2.3 Interpolation Search

  So far we have considered only access probabilities as information
  available for analysis of search algorithms.

  There are other useful statistical properties of entries.
  E.g., distribution of entries in a dictionary.

  Example  The name "Smith" in a phone directory would be found
  -------  near at the third-quarters point if it is in the directory.
                       ^^^^^^^^^^^^^^^^^^^^
                       Expected location implied by distribution

  To begin a search nearer to the expected location of
  the searched object
  ---> Interpolation Search

  --------------------------------------
		Worst	Best	Average
  --------------------------------------
  successful	n	1	lg(lg n)
  --------------------------------------
  unsuccessful	n	2	lg(lg n)
  --------------------------------------

  Remark
  ------
    The average case analysis for interpolation search is different
    from that considered for either sequential or binary search.
    The average is taken over search objects and dictionaries
                                                 ^^^^^^^^^^^^
    whose entries follow a certain distribution.

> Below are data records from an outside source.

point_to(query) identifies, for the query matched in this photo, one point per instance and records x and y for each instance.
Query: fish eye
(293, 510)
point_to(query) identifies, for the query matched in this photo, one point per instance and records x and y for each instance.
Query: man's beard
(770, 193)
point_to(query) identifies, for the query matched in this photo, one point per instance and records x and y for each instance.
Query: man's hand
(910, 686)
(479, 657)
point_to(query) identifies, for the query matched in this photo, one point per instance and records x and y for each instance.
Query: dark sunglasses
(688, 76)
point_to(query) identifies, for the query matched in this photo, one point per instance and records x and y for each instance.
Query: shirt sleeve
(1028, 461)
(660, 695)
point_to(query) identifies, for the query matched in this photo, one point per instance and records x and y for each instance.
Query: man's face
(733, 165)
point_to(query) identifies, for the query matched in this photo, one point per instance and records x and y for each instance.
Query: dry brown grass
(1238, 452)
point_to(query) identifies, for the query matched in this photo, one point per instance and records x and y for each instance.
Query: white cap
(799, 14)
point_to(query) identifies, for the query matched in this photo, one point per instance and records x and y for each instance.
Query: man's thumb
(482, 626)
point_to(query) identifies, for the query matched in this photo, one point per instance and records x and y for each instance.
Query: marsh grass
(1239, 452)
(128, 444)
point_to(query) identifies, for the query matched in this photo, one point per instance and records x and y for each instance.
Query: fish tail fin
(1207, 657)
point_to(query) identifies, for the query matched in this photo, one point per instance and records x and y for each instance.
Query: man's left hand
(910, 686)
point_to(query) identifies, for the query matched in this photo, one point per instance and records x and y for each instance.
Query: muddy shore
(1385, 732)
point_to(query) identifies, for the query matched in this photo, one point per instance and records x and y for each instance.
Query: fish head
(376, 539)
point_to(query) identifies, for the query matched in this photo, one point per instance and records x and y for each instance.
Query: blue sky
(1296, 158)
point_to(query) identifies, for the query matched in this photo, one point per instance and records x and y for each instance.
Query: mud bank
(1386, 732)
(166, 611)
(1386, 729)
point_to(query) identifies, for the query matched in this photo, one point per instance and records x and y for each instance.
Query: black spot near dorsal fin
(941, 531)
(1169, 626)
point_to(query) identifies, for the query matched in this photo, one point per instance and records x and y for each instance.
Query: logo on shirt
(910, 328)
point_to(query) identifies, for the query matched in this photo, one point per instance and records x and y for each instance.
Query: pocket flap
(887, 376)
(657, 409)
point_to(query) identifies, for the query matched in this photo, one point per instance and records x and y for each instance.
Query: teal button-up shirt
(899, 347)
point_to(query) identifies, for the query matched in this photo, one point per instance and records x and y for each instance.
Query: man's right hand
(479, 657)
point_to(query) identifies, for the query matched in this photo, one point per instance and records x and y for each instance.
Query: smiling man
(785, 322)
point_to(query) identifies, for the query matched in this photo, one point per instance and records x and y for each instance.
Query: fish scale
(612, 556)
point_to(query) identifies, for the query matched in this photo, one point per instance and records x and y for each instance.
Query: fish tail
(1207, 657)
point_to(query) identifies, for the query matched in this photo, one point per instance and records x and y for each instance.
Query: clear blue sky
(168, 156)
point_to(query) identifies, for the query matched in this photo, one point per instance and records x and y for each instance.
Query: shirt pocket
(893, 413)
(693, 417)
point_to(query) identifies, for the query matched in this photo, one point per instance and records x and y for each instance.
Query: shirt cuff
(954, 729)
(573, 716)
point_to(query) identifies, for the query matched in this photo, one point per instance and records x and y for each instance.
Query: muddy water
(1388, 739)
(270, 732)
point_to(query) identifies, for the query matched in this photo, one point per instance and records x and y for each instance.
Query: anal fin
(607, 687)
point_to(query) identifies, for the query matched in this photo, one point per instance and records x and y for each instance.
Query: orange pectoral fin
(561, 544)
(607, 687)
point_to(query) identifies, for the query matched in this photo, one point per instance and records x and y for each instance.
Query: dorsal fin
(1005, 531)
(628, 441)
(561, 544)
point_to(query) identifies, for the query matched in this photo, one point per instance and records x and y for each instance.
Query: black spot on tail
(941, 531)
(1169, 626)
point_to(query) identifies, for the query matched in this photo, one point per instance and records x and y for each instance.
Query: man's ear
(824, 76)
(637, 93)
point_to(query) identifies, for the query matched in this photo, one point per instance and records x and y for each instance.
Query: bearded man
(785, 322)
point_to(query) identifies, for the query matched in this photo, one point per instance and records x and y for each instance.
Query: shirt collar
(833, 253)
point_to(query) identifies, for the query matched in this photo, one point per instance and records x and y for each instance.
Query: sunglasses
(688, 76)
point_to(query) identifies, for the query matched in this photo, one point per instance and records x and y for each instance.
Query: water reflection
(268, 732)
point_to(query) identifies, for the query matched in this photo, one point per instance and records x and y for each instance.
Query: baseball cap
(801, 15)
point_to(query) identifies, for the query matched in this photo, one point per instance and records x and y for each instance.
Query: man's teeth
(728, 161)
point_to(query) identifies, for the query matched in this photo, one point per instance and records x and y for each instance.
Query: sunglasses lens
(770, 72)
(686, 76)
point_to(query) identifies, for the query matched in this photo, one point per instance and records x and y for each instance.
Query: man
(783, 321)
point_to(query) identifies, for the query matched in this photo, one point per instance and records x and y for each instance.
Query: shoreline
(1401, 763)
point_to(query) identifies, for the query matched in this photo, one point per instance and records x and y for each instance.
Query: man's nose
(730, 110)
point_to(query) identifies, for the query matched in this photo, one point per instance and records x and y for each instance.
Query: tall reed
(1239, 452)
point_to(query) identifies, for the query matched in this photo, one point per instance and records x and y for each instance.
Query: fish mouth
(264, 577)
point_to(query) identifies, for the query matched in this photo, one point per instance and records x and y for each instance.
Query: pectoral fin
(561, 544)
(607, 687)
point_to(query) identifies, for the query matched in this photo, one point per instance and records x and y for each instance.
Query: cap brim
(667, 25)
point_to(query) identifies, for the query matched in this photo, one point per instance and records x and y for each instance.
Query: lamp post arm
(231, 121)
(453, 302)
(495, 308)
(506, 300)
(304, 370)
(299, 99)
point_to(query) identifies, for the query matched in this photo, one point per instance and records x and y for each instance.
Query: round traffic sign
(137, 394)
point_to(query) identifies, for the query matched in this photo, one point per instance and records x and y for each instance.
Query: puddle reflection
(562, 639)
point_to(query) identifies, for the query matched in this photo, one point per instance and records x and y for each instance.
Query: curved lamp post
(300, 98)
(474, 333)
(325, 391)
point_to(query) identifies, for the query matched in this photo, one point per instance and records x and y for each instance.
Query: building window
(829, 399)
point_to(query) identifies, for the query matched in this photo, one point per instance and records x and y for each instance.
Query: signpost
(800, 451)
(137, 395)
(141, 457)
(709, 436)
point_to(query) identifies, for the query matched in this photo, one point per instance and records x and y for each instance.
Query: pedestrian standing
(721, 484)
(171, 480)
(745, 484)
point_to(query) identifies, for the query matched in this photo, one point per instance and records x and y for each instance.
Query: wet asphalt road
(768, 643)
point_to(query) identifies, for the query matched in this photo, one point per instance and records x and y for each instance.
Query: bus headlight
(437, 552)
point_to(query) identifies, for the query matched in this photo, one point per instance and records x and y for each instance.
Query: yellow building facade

  Binary Search vs Interpolation Search
  -------------------------------------
    Experiments suggest that interpolation search is inferior to
    binary search unless a dictionary is very large.
    Cost per probe in interpolation search is much larger than
    that in binary search.
    For a large dictionary, use a hybrid method of interpolation search
    and binary search.
    Interpolation search at least for the first few probes will pay off.

3. Exercises

Prove the fact that the average time ∑ⁿ_i=1 (i p_i) for successful search is minimized when p₁ ≥ p₂ ≥ ... ≥ p_n.
Does the above fact remain true for the average time for both successful and unsuccessful searches?